In application to Ms. Wierson’s case, the Georgia Supreme Court found that Ms. Wierson properly put forth two psychiatric reports with opinions that she lacked the mental capacity to tell right from wrong and also experienced a delusional compulsion at the time of the vehicle collision. The court said that an argument that Ms. Wierson failed to take her medications fails because that is not a basis for rendering unavailable the statutory insanity defenses. The court added that the decision does not foreclose admission of evidence of medication noncompliance for all purposes, but whether that evidence might be relevant for another purpose is not currently before the court. The judgment of the court of appeals was affirmed.
Discussion
In Wierson, the Georgia Supreme Court affirmed that evidence that a defendant “voluntarily” or “intentionally” brought about the defendant’s mental state at the time of a crime, specifically through medication noncompliance, was not relevant in the insanity defense. The court overturned a previous case that had transmuted an exception to the insanity defense from statutes on voluntary intoxication.
For forensic experts, this case underscores the complexity of considerations involved when a patient with psychosis is noncompliant with psychiatric medication. In an amicus brief to the Georgia Supreme Court in Wierson, the American Academy of Psychiatry and the Law and other health organizations explained the inherent challenges in defining medication noncompliance and determination of whether a person’s noncompliance with medications is the proximate cause of a criminal act (Amici Curiae Brief Am. Psych. Association, AAPL, and Ga. Psych. Phys. Assoc., State v. Wierson, 916 S.E.2d 389 (Ga. 2025)). For patients on multiple medications, such as Ms. Wierson, it is likely impossible to say that missing any one medication is directly linked to the state of mind at the time of the crime.
Clinicians recognize that patients’ reasons for medication noncompliance are complex (Semahegan A, Torpey K, Manu A, et al. Psychotropic medication non-adherence and its associated factors among patients with major psychiatric disorders: A systematic review and meta-analysis. Syst Rev. 2020; 9(1):17). Some patients may stop them because of debilitating side effects, and lack of insight in needing medications is a well known symptom of many mental diagnoses. Costs and lack of access to health care are structural barriers that further complicate the ability to take prescribed medications.
For psychiatrists, it is also difficult to ascertain whether patients are taking all the medications exactly as prescribed, as symptoms do not always correspond linearly with medication use.
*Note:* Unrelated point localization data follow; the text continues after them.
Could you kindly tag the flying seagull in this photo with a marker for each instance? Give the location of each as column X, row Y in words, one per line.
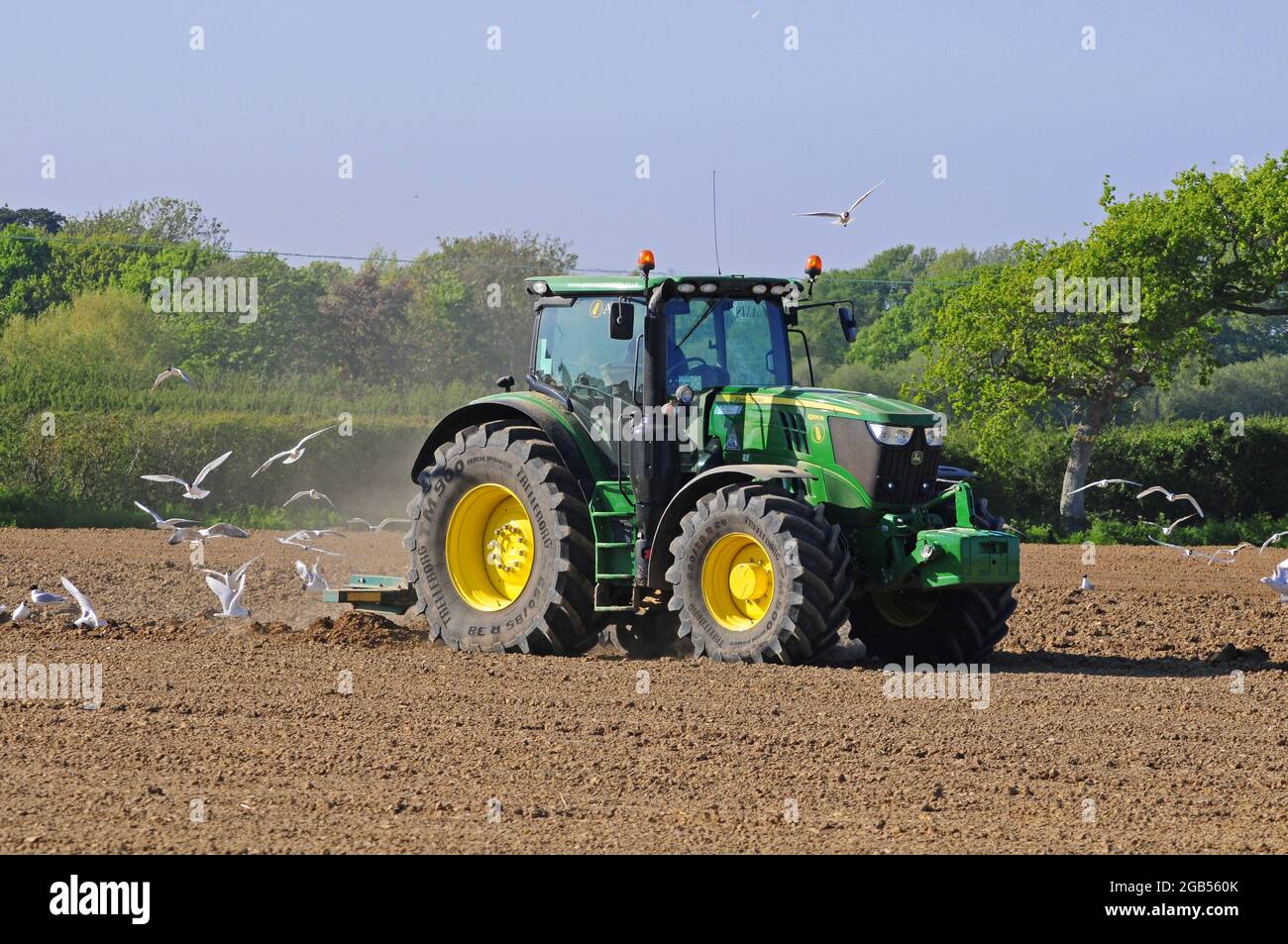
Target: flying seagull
column 310, row 576
column 171, row 372
column 1185, row 552
column 1227, row 556
column 841, row 219
column 1278, row 581
column 1166, row 530
column 1273, row 539
column 288, row 543
column 312, row 493
column 291, row 455
column 88, row 620
column 193, row 489
column 162, row 523
column 1106, row 483
column 42, row 599
column 377, row 527
column 220, row 530
column 1179, row 496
Furthermore, taking medications exactly as prescribed does not mean that a patient will be mentally stable, as psychiatric symptoms can fluctuate with the course of the disease, even if patients remain on the same medication for years. Given this level of uncertainty around medication compliance, forensic evaluators should recognize that experts cannot reliably assess and determine to what degree a person’s noncompliance led to the person’s mental state.